Original post: The U.S. Open is one of golf’s greatest events and certainly its most difficult test. This year, the tournament and its governing body have transformed it into a showcase for everything that’s annoying about the world’s nitpickiest sport.

The idiocy began in the middle of the final round, with Dustin Johnson in the lead. As Johnson was approaching the green on the 12th hole, a rules official from the United States Golf Association brought him some news: The USGA had reviewed footage from the fifth hole and determined that, well, maybe, quite possibly, he might be penalized a stroke. Johnson was informed that golf’s rules pedants would let him know what his penalty would be after the round was over. This was akin to the NFL’s replay booth calling down to say that a potential game-winning touchdown might be called back … next Tuesday.

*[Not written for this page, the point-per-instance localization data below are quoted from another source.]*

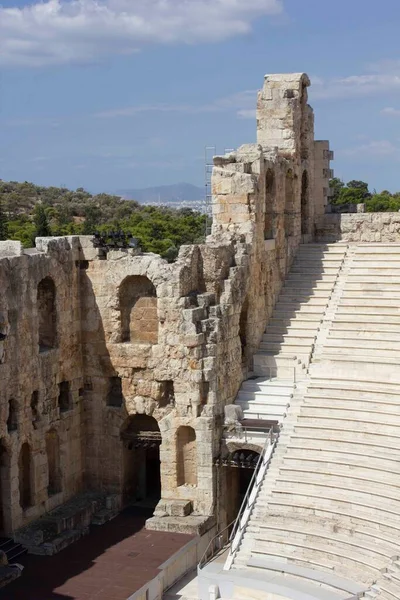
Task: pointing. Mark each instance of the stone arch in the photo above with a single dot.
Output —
(5, 488)
(141, 438)
(47, 315)
(12, 419)
(53, 462)
(25, 476)
(305, 204)
(270, 191)
(186, 449)
(239, 468)
(289, 203)
(138, 307)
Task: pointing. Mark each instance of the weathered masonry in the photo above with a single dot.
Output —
(116, 369)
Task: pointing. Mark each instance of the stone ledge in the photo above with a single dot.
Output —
(191, 525)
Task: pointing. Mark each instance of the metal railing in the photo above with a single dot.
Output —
(250, 497)
(217, 543)
(223, 537)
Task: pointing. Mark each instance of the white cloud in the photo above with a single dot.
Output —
(67, 31)
(374, 148)
(242, 103)
(382, 77)
(390, 111)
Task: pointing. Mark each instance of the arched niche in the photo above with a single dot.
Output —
(5, 488)
(305, 204)
(269, 225)
(289, 203)
(186, 456)
(138, 306)
(53, 463)
(25, 476)
(47, 315)
(141, 439)
(243, 327)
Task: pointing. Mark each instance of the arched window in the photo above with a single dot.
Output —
(269, 205)
(305, 216)
(243, 327)
(187, 456)
(138, 305)
(25, 483)
(12, 420)
(289, 204)
(53, 462)
(114, 395)
(46, 303)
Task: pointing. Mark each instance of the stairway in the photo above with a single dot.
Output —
(328, 511)
(287, 344)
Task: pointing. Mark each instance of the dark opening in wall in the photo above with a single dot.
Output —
(167, 393)
(138, 305)
(269, 205)
(53, 462)
(115, 396)
(46, 304)
(243, 327)
(305, 222)
(64, 396)
(34, 406)
(25, 477)
(12, 421)
(186, 456)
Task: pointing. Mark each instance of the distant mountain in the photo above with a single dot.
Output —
(164, 193)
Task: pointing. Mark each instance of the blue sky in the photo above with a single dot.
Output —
(112, 94)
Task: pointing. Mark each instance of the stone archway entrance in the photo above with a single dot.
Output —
(238, 470)
(141, 440)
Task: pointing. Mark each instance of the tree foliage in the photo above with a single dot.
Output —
(357, 192)
(32, 211)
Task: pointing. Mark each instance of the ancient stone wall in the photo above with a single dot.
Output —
(40, 296)
(125, 362)
(359, 227)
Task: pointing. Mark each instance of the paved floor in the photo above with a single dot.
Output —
(110, 563)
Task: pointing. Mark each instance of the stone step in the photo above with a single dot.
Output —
(366, 322)
(322, 526)
(297, 315)
(298, 322)
(307, 287)
(304, 300)
(289, 338)
(274, 387)
(295, 533)
(291, 332)
(363, 335)
(244, 397)
(361, 387)
(357, 349)
(286, 348)
(368, 301)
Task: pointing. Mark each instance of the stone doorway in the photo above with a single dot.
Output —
(141, 440)
(238, 470)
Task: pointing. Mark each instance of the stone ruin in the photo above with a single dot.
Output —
(117, 368)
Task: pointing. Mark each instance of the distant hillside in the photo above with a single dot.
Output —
(164, 193)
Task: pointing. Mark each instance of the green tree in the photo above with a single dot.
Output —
(42, 227)
(3, 224)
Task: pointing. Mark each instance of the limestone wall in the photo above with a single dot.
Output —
(126, 362)
(30, 380)
(359, 227)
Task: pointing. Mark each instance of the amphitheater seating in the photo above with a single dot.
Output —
(330, 501)
(288, 341)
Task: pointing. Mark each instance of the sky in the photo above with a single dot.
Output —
(116, 94)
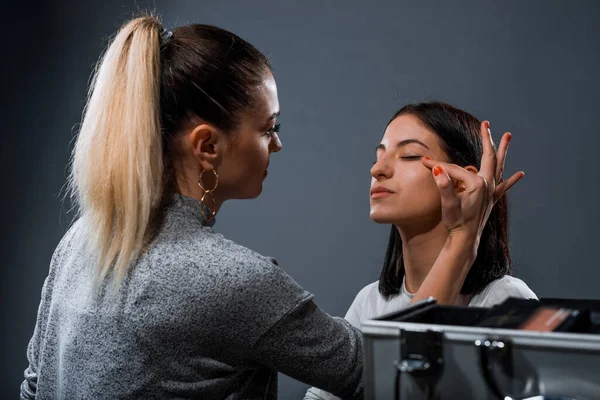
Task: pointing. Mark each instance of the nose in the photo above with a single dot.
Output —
(381, 169)
(275, 144)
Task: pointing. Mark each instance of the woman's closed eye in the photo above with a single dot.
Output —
(273, 130)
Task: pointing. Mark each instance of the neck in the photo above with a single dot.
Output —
(420, 250)
(196, 192)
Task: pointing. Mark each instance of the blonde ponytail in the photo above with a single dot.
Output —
(117, 167)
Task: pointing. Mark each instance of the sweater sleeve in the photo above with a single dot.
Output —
(315, 348)
(354, 317)
(29, 385)
(296, 337)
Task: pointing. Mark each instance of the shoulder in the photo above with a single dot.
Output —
(499, 290)
(356, 311)
(368, 292)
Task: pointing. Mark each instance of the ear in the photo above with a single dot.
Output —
(458, 185)
(207, 144)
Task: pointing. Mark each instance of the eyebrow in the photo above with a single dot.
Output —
(402, 143)
(274, 115)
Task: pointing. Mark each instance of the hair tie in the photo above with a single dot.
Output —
(165, 35)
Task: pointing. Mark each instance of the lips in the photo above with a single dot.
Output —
(378, 192)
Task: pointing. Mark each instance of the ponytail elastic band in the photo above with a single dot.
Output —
(165, 35)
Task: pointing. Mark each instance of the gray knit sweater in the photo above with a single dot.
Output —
(198, 316)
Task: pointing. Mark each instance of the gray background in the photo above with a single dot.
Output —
(343, 68)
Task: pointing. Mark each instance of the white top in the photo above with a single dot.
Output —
(369, 304)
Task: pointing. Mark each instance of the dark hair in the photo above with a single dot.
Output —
(209, 73)
(458, 133)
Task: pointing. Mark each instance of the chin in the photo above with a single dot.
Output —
(380, 216)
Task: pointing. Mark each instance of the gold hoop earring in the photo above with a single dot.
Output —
(208, 192)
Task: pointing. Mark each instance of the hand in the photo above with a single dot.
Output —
(467, 210)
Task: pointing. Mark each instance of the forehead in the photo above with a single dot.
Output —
(408, 127)
(267, 101)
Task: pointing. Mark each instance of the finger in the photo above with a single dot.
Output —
(454, 171)
(488, 159)
(501, 155)
(502, 188)
(450, 201)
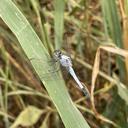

What crime against the game of golf had Johnson committed? Back on the fifth green, he’d taken a couple of practice strokes and addressed the ball. Shortly thereafter, before he’d even placed his putter on the ground, the ball moved about one-sixteenth of a single rotation. Johnson called a rules official over to discuss the incident—yes, in golf this counts as an incident—and insisted that he did not cause the ball to move.

Whether Johnson caused the ball to move matters. The rules of golf are stupidly nitpicky, but the operative rule here was so stupidly fussy that even the hard-assed USGA felt obliged to change it. Before the rule was modified, if a golfer addressed the ball and it moved, a penalty stroke would be applied regardless of whether the golfer did anything to cause that movement. In 2012, the rule was changed so a golfer got penalized only if it’s “known or virtually certain” that he caused the movement. Beginning in 2016, the language of rule 18-2b was further simplified: Did the golfer cause the ball to move, or not? If not, there’s no penalty.

What the USGA did to Johnson today was stupid and damaging for several reasons.

• If the rules officials believe that Johnson definitively caused the ball to move, they’re insane. He did not stomp around the ball or anything. He didn’t ground his putter, and he moved his putter gently towards the ball. The ball moved, most likely, because the USGA picked a (wonderful) course, Oakmont Country Club, with deeply sloped greens and mischievously cranked up the speed of those greens to 14 or 14.5 on the Stimpmeter (i.e., marginally slower than countertops). A teensy zephyr of wind, perhaps from a drunk fan’s late afternoon belch, can cause a ball to move. Or gravity.

• Johnson, who has had so many close calls in majors before and had a playoff opportunity at the 2010 PGA Championship taken away post-round by a (fairer) rules call, was forced to play the rest of his round rattled, believing that he had to win by two to avoid any sort of asterisk. If you’re going to call a penalty on the guy, call a penalty on the guy. Don’t tell him that you might call it in a couple of hours, when everyone’s finished playing.

• The game is having trouble attracting new viewers and players. That seemed to be part of why a strict rule like this would be loosened in the first place. Now, in a U.S. Open, the USGA wants to go out of its way to make a ticky-tacky call like this? Do they want the game to die?

Fellow players seem to agree the USGA massively screwed this up:

Golf’s old-fashioned moral code requires players to call penalties on themselves if there’s even a question about whether they’ve transgressed. It’s possible that, after his round, Johnson will be asked to make the final decision about whether he did or didn’t make the ball move. Given everything that’s happened today, he should avoid the old-school golfer’s rules about humility and decline to penalize himself. Everyone player and golf fan in the world would have his back.